Tuesday, December 15, 2009

The Debts of the Lenders: Yen To Resume Carry Trade Status in 2010

If I had to make a bet (and I am), I would say that the Federal Reserve will raise interest rates sometime in 2010 despite macro-economic slack in jobs and capital lending. The beneficiary of such changes would be the founders of the carry trade, the deflationary demagogues of Asia, the Japanese.

There’s at least an 88 percent chance the U.S. will raise rates in 2010, up from 78 percent on Nov. 24, futures on the CME Group show.
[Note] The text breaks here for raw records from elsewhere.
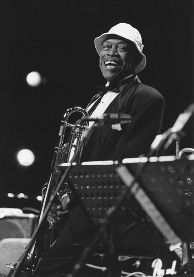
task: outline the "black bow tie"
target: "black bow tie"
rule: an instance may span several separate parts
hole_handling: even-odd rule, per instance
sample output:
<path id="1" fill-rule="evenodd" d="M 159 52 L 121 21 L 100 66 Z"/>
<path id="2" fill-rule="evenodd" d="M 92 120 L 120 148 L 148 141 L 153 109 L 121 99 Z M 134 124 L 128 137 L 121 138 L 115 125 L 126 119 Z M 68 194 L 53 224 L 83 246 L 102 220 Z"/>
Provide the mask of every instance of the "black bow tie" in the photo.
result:
<path id="1" fill-rule="evenodd" d="M 107 86 L 95 85 L 95 88 L 98 90 L 100 96 L 103 96 L 108 91 L 111 91 L 112 92 L 116 92 L 116 93 L 120 92 L 118 85 L 113 83 L 110 83 L 109 85 Z"/>
<path id="2" fill-rule="evenodd" d="M 127 79 L 123 80 L 120 86 L 123 86 L 131 82 L 135 77 L 136 75 L 134 75 L 132 76 L 131 76 L 130 78 Z M 116 83 L 112 82 L 110 83 L 108 86 L 101 86 L 99 85 L 95 85 L 95 88 L 98 91 L 98 93 L 100 94 L 100 96 L 102 97 L 105 93 L 108 91 L 111 91 L 112 92 L 116 92 L 119 93 L 120 92 L 119 87 Z M 122 89 L 121 89 L 122 90 Z"/>

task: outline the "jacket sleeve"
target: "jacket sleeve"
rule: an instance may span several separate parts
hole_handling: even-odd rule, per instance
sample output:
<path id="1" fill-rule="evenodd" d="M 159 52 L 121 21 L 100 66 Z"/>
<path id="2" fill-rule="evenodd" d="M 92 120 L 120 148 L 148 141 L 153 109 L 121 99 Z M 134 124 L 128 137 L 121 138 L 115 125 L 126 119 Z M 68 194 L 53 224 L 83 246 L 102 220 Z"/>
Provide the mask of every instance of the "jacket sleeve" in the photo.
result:
<path id="1" fill-rule="evenodd" d="M 154 138 L 161 132 L 164 108 L 160 94 L 143 99 L 141 95 L 136 97 L 128 113 L 132 122 L 123 126 L 123 134 L 116 144 L 112 159 L 120 161 L 148 154 Z"/>

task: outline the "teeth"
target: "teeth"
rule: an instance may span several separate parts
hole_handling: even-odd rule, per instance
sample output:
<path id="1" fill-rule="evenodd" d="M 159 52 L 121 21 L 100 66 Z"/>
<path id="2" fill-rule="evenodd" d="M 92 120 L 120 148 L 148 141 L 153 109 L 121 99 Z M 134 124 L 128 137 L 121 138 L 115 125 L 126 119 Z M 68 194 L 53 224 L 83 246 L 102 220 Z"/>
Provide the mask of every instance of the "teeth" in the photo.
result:
<path id="1" fill-rule="evenodd" d="M 105 62 L 104 64 L 107 66 L 108 64 L 115 64 L 115 65 L 118 65 L 118 63 L 113 60 L 107 60 Z"/>

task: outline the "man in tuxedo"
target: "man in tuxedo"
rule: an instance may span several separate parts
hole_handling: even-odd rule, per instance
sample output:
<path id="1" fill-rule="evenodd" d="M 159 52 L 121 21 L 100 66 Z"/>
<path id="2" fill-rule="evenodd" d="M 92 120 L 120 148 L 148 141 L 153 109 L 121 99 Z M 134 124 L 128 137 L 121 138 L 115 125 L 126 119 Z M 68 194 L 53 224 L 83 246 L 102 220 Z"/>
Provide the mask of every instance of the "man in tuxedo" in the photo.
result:
<path id="1" fill-rule="evenodd" d="M 137 75 L 146 64 L 141 35 L 131 25 L 120 23 L 97 37 L 95 46 L 107 83 L 105 87 L 99 88 L 99 93 L 86 109 L 91 117 L 108 113 L 130 114 L 132 122 L 123 125 L 108 122 L 97 128 L 82 161 L 121 161 L 146 154 L 160 132 L 164 103 L 161 94 L 143 84 Z M 70 210 L 58 243 L 48 257 L 71 255 L 73 243 L 89 244 L 93 233 L 88 220 L 80 207 L 72 203 L 73 199 L 65 195 L 61 205 L 49 213 L 48 221 L 58 221 Z"/>
<path id="2" fill-rule="evenodd" d="M 104 113 L 128 114 L 132 116 L 132 122 L 124 124 L 108 122 L 100 126 L 94 131 L 84 149 L 82 161 L 121 161 L 124 158 L 146 154 L 154 138 L 160 132 L 164 103 L 160 93 L 143 85 L 137 75 L 146 64 L 146 57 L 142 53 L 141 36 L 138 30 L 130 24 L 120 23 L 97 37 L 95 46 L 106 84 L 105 87 L 98 88 L 99 93 L 93 97 L 86 109 L 91 117 L 100 116 Z M 92 124 L 92 122 L 90 123 L 90 125 Z M 80 206 L 75 203 L 72 195 L 70 197 L 65 195 L 60 201 L 60 203 L 53 204 L 48 221 L 50 223 L 58 222 L 58 225 L 62 222 L 63 225 L 59 228 L 57 239 L 45 255 L 46 259 L 74 256 L 73 244 L 90 245 L 94 234 L 87 218 Z M 116 221 L 115 228 L 123 230 L 127 228 L 130 223 L 129 216 L 128 213 L 119 214 L 118 220 L 122 218 L 123 220 L 119 224 Z M 153 239 L 155 242 L 161 241 L 160 234 L 158 234 L 159 237 L 155 233 L 149 235 L 149 226 L 148 227 L 148 222 L 143 219 L 130 233 L 130 237 L 126 238 L 126 243 L 130 246 L 136 243 L 140 244 L 140 248 L 135 250 L 137 250 L 138 255 L 141 256 L 145 254 L 142 243 L 151 243 Z M 144 231 L 145 241 L 142 241 L 142 238 Z M 126 254 L 133 255 L 134 250 Z M 78 253 L 77 251 L 76 254 Z M 48 266 L 49 263 L 48 261 Z M 60 275 L 61 271 L 56 264 L 57 262 L 56 267 L 52 272 L 51 269 L 45 271 L 45 275 L 63 276 Z M 57 271 L 60 271 L 58 275 Z M 23 276 L 22 273 L 21 275 Z"/>

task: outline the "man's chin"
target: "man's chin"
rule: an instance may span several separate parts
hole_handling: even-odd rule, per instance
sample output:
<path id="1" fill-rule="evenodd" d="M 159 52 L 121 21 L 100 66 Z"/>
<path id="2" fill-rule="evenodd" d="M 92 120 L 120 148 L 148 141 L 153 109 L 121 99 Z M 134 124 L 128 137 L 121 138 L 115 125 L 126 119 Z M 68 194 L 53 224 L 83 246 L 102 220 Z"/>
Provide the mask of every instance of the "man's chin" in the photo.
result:
<path id="1" fill-rule="evenodd" d="M 106 72 L 103 74 L 103 76 L 106 80 L 109 82 L 117 81 L 119 80 L 119 76 L 112 72 Z"/>

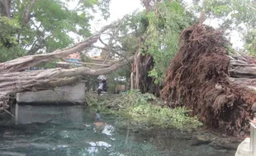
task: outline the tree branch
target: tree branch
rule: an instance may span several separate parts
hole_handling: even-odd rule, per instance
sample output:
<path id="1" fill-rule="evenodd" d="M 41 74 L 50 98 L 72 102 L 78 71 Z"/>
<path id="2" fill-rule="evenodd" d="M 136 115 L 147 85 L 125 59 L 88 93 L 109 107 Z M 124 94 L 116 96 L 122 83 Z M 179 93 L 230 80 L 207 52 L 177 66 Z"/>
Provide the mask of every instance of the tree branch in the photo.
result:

Prices indicate a 46 percent likelihood of an increase by June, up from 30 percent on Nov. 30. By contrast, overnight interest-rate swaps traders see no chance that the BOJ will increase its benchmark next year, Bloomberg data show.


Another beneficiary of interest rate uncertainty will be interest rate futures and options on futures powerhouse, CME Group, whose exchange business suffered from quantitative easing this year. A Federal Reserve committed to low interest rates left the trading environment in a monogamous, one way trading environment. With few parties willing to take the other side of the bet, the exchange suffered from lower volume. If the US economy's outlook begins to improve (however skeptical observers may be of the statistics), then policy makers will be pressured to tighten. Moreover, massive budget deficits are attracting the attention of the bond vigilantes who have been quietly sharpening their proverbial knives in expectation of treasury sell-offs from higher supply concerns. This renewed interest in interest rate speculation may prop the firm's fortunes up again.